Tuesday, July 13, 1999

【 '99-03 】 野営場の猫

キャンプを始めてから、もうかれこれ4年になる。寝心地の良い芝生、雨天のテント設営、突然現れた野生馬・・・等など、野営場でのエピソードを数えたらキリが無い。

今回の北海道ツーリングでも、8泊中の7泊を空の下で眠った。最初の日は上士幌(かみしほろ)という町を選んだ。聞いた話では、北海道には気球を飛ばす所が幾つかあるが、この町もその一つだそうだ。

翌朝、この野営場に一匹の可愛い容姿をしたノラ猫が現れた。時間帯は朝の食事時。あちこちのテントの様子を伺っているようだった。その猫は濃いグレーの縞模様をまとっている。歩く姿は野性的(そりゃそうか)。そこで私は勝手に名前を付けさせてもらった。《クロシマ・トラ》さん。

コーヒーを飲みながら、しばらくトラさんを眺めていた。彼女(もしかして彼かもしれないが)は、野営場の中心にある調理場に向かった。そこには人間の腰の高さほどの木製台があって、その下にチョコンと座っている。傍の流し台では、一人の男性が洗い物をしている。何かおこぼれがないか気にしているように見える。

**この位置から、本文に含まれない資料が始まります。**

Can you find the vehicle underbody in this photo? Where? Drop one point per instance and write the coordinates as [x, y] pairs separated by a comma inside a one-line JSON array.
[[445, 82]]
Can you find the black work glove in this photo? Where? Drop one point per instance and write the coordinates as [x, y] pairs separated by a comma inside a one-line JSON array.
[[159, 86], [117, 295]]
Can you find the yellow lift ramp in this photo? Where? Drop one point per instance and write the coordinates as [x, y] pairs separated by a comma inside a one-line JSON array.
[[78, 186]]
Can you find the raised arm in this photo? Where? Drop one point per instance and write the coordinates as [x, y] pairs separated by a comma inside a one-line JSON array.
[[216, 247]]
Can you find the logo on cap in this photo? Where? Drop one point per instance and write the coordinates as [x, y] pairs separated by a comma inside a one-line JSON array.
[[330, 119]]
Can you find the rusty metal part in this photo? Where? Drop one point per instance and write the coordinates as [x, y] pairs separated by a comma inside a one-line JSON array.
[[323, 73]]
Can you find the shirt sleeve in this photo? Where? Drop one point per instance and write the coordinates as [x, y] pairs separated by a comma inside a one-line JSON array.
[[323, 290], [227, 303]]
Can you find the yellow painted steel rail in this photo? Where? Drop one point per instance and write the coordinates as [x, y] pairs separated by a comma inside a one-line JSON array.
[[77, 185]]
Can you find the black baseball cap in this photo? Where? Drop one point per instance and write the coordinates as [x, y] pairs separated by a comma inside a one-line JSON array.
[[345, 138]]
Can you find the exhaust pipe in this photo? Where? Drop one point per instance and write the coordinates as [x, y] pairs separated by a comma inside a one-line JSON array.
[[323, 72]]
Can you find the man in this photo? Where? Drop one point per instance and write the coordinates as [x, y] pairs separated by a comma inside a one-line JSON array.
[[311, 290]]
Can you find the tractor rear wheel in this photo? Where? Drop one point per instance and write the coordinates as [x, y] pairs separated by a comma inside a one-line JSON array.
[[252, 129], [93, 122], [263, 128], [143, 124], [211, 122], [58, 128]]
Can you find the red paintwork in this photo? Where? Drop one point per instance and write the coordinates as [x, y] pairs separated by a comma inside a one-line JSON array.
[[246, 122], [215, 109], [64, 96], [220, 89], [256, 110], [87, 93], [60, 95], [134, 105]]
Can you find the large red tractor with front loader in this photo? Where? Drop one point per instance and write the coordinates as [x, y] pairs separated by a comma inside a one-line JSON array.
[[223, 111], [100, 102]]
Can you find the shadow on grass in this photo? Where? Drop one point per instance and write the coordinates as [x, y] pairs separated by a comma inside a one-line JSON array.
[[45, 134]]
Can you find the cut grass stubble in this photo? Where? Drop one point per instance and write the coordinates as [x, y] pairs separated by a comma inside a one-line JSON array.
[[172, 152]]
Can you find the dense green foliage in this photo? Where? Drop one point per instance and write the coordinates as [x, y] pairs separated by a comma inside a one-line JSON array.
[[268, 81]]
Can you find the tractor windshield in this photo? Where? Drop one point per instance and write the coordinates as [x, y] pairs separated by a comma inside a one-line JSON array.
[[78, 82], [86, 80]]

男性のほうも、トラさんの存在には気づいていて、作業が終わるとトラさんを撫で撫でしてあげていた。

おこぼれが貰えなかったトラさんは、今度は私たちのほうに向かって歩いてくる。「ごめんね~、何も無いのよ。」 その言葉を理解したかのように、彼女は少し離れた場所に行きチョコンと座った。なんだか奥ゆかしい猫だ。

朝の空に青色の気球が上がった。それに見とれている私の横で、クロシマトラさんもジッと青色の物体を見上げている。「今までに何度も見てきたわ。それにしても、どうしてあんな物が空に浮かぶのかしらねぇ。」 そんな事を考えているかのような顔つきだ。

野営場に居る猫たちは皆、人間とは付かず離れずという距離を保っているように思う。近寄り過ぎると追い払われるし、遠巻きに見ているだけでは獲物にありつけない。「なんだ、猫か。」と言って、ぽーんと餌を投げてもらえる距離、そんな位置に彼女たちは居る。上士幌のクロシマトラさんは決して媚びなかった。それが気になる存在にさせるのか。

それにしても、彼女、冬はどうしているんだろう? 町まで歩いて行って、どこかの軒下にでも暮らしているのだろうか。旅を終えた今でも気になるのだった。